Although some preachers have tried to do that.

 

And I don’t think that Jesus is scolding the doers of the world,

the social workers, the service project people,

the habitat for humanity, or food pantry people,

the Sunday school teacher, or anyone who is moved

to do the work that needs to be done

this is not Jesus telling everyone to just sit down

and pray and read the bible.

And I don’t think the world is divided into Marthas and Marys

We’re not divided into busy workers and contemplative thinkers

and this is not Jesus saying “yay” for the Marys of the world

and “nay” to the Martha’s.

I think the truth is that we’re all Marthas and Marys.

 

We all have that Martha side of us.

We are driven by our need to fill our role

We live under the pressure of what the world

wants and needs us to do, at home, at work, at church,

in our communities.

 

We stress about our to-do list and get frustrated and distracted.

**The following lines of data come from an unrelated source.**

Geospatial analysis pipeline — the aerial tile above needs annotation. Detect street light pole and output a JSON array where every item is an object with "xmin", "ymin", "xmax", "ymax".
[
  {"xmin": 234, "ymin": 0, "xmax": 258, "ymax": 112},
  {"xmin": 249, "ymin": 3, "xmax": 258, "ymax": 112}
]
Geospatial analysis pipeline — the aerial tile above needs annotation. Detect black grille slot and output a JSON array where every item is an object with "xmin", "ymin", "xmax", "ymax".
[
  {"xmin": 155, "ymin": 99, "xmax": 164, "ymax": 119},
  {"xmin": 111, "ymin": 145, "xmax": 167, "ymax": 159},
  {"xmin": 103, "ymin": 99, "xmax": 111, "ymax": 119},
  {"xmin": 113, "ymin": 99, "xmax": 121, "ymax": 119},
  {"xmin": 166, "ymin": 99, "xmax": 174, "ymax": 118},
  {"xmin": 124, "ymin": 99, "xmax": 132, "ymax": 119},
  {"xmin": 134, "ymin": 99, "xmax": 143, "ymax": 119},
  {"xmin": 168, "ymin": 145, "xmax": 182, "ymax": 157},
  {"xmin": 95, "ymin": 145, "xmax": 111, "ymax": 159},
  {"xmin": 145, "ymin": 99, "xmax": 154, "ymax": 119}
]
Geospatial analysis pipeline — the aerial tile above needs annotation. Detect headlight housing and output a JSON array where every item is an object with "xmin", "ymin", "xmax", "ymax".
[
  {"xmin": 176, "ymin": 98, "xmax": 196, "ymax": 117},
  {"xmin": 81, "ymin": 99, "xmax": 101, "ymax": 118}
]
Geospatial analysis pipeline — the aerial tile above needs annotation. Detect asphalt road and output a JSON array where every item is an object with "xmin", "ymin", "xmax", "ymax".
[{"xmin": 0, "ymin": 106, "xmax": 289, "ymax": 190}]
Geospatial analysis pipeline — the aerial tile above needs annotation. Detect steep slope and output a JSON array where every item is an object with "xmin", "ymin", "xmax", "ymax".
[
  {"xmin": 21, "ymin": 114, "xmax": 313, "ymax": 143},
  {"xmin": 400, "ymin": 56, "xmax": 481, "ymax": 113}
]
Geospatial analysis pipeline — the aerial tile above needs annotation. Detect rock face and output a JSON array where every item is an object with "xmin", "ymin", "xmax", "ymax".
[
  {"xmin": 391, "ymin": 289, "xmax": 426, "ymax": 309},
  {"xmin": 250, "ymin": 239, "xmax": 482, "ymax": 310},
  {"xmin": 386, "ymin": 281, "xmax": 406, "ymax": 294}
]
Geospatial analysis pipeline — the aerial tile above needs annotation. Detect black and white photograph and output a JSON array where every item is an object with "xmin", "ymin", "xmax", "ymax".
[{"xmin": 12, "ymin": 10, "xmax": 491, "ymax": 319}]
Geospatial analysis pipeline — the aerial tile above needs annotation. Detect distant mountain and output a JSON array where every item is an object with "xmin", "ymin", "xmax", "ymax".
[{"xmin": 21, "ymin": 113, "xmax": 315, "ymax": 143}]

We set out to accomplish what the world expects us to accomplish,

and when it doesn’t happen, we get filled with anxiety,

and self-doubt and we wonder whether

we are worthy of Jesus company.

 

But also have that Mary inside us.

That part that often needs to be coaxed out.

To be reassured to be told that

just sitting and being is good enough.

 

Sometimes when we’re the one who is running distracted,

Jesus reminds us “Martha, Martha.

You’re trying to do too much.

I don’t need you to do everything.

Your presence with me is enough.”

 

Jesus reminds all of us at times,

it is enough to just sit at Jesus feet,

and hear the word of God --

 

The word that says that we are loved

not for what we do and accomplish,

but just because we are God’s.

 

It is enough, sometimes, just to sit and be with Jesus.